Dios mío, Dios mío, ¿por qué me has abandonado? (Sal 22)


Se me pusieron los pelos de punta al entonar este versículo, correspondiente al salmo interlecturas de la liturgia de hoy, Domingo de Ramos.
Los residentes de Sanyres lo entonaron ayer tarde, repitiéndolo, con la unción de quienes creen en Dios, pero sienten, como Jesús, que Dios está ausente, que no responde, que calla.
Jesús también creía que era posible otro mundo, él lo llamaba Reino de Dios. Lo señaló en aquellos gestos sencillos y humanos de cercanía, de acogida, de integración, de regocijante convivencia, de sencillez, de luminosidad, de perdón, de confiada entrega, de esperanza más allá de la dura realidad. Las gentes lo entendieron, pero no lo asumieron.
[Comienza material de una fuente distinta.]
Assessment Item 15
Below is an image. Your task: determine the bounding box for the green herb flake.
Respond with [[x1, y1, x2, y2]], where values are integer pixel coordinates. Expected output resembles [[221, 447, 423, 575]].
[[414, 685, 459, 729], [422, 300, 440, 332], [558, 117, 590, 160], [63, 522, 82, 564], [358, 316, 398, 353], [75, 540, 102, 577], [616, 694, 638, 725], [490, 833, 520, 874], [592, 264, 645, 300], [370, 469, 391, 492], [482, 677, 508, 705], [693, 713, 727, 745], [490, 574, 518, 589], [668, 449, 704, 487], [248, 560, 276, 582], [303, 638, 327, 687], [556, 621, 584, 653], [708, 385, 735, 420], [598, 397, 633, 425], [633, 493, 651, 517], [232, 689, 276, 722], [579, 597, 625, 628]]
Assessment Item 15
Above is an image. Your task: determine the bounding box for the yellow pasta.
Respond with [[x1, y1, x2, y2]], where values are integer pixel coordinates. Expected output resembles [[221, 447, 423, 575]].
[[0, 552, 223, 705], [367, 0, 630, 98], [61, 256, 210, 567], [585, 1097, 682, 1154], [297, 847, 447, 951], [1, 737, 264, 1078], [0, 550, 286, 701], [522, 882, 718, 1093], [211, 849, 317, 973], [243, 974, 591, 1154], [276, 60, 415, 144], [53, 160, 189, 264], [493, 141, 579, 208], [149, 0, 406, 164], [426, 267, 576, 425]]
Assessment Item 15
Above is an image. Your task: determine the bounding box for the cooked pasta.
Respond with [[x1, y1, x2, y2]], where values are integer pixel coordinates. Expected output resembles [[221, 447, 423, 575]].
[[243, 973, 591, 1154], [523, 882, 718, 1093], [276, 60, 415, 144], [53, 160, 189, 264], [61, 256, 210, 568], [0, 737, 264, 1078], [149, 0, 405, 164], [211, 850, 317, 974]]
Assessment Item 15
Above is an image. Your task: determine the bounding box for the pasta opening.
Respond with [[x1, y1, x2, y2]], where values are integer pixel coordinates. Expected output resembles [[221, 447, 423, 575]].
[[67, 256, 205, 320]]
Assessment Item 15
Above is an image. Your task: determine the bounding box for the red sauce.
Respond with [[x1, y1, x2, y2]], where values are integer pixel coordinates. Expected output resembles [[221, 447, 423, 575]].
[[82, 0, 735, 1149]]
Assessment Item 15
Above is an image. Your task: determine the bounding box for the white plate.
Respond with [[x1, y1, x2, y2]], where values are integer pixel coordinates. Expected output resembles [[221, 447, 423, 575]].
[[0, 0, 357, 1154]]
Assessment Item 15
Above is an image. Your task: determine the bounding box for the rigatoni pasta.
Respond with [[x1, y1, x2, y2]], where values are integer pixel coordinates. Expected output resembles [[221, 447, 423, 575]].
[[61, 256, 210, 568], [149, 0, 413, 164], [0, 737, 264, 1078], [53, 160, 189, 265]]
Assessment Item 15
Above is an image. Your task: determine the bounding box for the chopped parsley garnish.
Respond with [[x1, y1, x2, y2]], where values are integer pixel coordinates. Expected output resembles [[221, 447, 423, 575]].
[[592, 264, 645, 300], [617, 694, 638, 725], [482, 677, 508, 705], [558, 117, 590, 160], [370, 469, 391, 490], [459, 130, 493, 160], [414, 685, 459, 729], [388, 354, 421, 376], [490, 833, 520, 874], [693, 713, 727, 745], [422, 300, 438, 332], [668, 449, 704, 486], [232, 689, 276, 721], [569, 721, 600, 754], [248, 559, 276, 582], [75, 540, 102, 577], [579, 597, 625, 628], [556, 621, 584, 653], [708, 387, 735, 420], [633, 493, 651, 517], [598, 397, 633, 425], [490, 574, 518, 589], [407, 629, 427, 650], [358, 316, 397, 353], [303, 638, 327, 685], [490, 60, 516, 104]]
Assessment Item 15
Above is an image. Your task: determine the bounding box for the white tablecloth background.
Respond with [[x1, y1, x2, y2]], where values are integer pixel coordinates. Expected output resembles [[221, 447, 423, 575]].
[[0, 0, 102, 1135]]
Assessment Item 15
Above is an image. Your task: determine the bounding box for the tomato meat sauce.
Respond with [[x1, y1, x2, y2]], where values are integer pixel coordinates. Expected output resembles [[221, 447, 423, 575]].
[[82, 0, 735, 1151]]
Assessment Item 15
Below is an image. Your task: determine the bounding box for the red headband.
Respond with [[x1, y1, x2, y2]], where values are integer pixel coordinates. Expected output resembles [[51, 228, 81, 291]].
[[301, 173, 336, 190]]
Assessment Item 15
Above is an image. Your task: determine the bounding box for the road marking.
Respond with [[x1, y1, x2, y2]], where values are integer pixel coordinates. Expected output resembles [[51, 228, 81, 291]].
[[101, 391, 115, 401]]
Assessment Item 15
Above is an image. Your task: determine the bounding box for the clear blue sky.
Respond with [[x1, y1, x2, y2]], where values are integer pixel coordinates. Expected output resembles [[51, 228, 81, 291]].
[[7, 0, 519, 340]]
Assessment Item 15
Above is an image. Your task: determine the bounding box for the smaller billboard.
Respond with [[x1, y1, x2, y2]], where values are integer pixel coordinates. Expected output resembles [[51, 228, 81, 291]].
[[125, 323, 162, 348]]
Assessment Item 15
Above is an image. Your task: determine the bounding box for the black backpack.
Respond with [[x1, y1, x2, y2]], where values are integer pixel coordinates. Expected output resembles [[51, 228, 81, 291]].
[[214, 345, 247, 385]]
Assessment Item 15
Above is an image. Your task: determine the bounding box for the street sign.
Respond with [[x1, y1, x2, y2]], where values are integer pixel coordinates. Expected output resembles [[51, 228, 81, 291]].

Y Dios callaba.
Jesús grita con toda su alma, desde lo más profundo de su entrañas, ¿por qué?
Desgranando el largo texto de la pasión vi todo lo que se puede ver: la donación, el calor de los afectos, la paz de lo sencillo, el abandono, la traición, las monedas, la soberbia, el trato humillante, los manejos turbios del poder, la petulancia, la mentira, la ceguera del pueblo, la violencia, la injusticia, el desprecio, la blasfemia… el temor al fracaso y la confianza ciega y total.
Al final sólo me quedó el grito último, «A tus manos, Padre, entrego mi alma», y la incondicionalidad de algunas mujeres.